Même si quatre des cinq groupes propriétaires de stations privées à Québec ont été rentables en 2017, il demeure que quatre de leurs neuf stations perdent de l’argent.

Selon le CRTC, «la situation financière du marché s’est détériorée» depuis 2010, lorsqu’il a évalué pour la dernière fois la possibilité d’émettre une nouvelle licence à Québec.

Le CRTC s’est donc rangé derrière les arguments des joueurs de la radio à Québec, dont Bell, Cogeco, RNC Média et Leclerc Communication, qui affirmaient que l’arrivée d’un nouveau concurrent aurait pour effet de «déstabiliser davantage le marché et [d’]aggraver sa situation économique déjà difficile».

Revers

Il s’agit d’un autre revers pour l’entreprise torontoise Dufferin Communication, propriétaire de 17 stations de radio au Canada qui cherche depuis 2007 à lancer à Québec une première radio commerciale de langue anglaise.

Le groupe souhaitait diffuser dans la capitale provinciale de la musique populaire et de l’information pour la communauté anglophone. Quelque 13 000 personnes parlent l’anglais à la maison à Québec.
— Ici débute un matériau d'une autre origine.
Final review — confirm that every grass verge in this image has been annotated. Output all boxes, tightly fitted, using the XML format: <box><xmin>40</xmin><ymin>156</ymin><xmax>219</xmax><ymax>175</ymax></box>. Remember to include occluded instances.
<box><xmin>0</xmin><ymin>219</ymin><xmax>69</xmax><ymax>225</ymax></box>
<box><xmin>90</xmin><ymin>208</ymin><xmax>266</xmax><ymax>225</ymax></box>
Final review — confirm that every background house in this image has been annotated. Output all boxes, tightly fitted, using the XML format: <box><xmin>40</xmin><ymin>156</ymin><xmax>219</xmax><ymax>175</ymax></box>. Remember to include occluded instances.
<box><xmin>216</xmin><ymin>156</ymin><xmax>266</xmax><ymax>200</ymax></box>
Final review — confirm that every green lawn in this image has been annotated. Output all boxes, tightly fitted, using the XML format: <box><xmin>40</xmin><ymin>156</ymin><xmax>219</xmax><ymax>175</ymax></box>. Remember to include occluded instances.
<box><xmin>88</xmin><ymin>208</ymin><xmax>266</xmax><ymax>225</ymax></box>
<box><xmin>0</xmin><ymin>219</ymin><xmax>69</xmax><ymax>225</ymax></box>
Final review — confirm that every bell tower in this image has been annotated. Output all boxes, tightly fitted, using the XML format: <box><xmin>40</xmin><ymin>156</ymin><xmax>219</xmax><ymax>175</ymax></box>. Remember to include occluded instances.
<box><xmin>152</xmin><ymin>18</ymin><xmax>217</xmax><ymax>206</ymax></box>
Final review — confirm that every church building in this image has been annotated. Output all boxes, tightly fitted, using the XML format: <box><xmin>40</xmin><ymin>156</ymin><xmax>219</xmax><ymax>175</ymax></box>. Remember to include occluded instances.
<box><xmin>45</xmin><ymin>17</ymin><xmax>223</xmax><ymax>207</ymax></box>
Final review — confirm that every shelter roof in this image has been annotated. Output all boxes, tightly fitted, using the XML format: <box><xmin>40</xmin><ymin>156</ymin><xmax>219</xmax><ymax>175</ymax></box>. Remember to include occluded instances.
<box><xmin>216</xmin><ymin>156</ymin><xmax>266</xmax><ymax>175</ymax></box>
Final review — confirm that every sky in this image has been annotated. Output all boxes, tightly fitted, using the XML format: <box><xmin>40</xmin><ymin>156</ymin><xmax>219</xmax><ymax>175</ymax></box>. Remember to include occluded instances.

Seule Radio-Canada diffuse en anglais sur deux fréquences.

Evanov, détenteur à part entière de Dufferin, faisait valoir que «les besoins de la communauté linguistique minoritaire de la Ville de Québec devraient l’emporter sur le désir des radiodiffuseurs commerciaux en langue française de maintenir leur monopole sur le marché.»

Patrice Demers, président de Genex Communications et ancien propriétaire de CHOI Radio X, le groupe Arsenal Media (anciennement Attraction Radio), qui détient 15 stations régionales au Québec, et les partenaires d'affaires Gilles Lapointe et Nelson Sergerie, ont également milité pour l’ouverture d’une nouvelle fréquence dans le marché.

De l’ouverture à Portneuf et à Sainte-Marie

Le CRTC signale qu’à la suite de sa décision, il ne recevra plus les demandes visant à ouvrir une nouvelle radio privée à Québec pour les deux prochaines années.

Il s’est cependant montré ouvert à l’ajout d’une radio dans le marché de Portneuf et d’une autre à Sainte-Marie, à la suite de demandes de gens d’affaires dans ces localités. Ces deux dossiers seront donc à l’étude au cours des prochains mois.